The decisions in the ECHR religious discrimination ruling on Tuesday shows that there must be a balancing act between the desire to manifest religious belief and the reasons for the restriction which may be judged by a court. In essence there must be good justifiable reasons to restrict the manifestation of religion via the wearing of symbols or practices which are a consequence of religion. 
This may be hard for employers who will have to make decisions as to what they allow in the workplace in an inevitably controversial area. For many employers this will make it easier to default to agree to employee requests rather than risk a complaint. 

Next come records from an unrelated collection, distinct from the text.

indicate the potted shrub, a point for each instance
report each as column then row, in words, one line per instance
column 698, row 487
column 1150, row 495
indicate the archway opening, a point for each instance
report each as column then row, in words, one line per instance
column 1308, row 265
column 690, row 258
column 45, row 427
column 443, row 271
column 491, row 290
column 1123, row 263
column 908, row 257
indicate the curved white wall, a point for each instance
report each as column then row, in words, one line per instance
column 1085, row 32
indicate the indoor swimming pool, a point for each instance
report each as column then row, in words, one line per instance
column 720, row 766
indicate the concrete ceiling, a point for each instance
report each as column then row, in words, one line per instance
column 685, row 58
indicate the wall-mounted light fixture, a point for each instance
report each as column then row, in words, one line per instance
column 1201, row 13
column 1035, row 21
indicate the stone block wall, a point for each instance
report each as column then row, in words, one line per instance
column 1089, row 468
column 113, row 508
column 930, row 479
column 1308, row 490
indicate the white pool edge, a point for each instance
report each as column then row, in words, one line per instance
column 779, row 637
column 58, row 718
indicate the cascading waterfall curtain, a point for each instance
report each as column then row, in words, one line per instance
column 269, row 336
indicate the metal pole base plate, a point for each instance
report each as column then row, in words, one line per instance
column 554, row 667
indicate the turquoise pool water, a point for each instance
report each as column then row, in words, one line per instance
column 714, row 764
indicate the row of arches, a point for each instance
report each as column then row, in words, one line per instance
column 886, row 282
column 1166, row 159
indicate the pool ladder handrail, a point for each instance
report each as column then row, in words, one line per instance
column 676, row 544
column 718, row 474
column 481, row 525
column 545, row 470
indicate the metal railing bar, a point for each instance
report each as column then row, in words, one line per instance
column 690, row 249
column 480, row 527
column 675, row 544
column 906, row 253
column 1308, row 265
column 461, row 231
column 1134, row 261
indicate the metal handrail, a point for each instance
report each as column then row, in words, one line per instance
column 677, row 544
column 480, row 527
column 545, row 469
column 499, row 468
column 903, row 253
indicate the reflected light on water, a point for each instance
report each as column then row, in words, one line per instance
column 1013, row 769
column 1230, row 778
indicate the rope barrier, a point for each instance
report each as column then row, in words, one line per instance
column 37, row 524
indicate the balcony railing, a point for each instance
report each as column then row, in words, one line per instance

What is not apparent either in the ECHR decision is the position in relation to third parties. What happens if a member of the public or a colleague is offended by such manifestations and make a complaint?
In the Eweida case the ECHR has essentially considered the same arguments as the Supreme Court and simply disagreed with the national courts balancing of the same factors, a point noted in the dissenting judgement of the court. 
It is not clear to me why the “margin of appreciation” normally afforded to the state was not sufficient to allow the Supreme Court’s decision to stand. On a slightly Eurosceptic note it is hard to see why there is a need for a Court in Strasbourg to override the decision of a UK court where the court has arrived at a carefully balanced view on the facts and where that decision cannot be characterised as inherently unreasonable.

It’s also important to note that this is a decision of the ECHR and is not linked to EU law. However, this case will have an impact for other governments who will have to allow employees in their countries the freedoms manifested in this case. Some countries for example France prohibit the wearing of religious symbols in employment in the public sector – those rules look like a breach of ECHR law.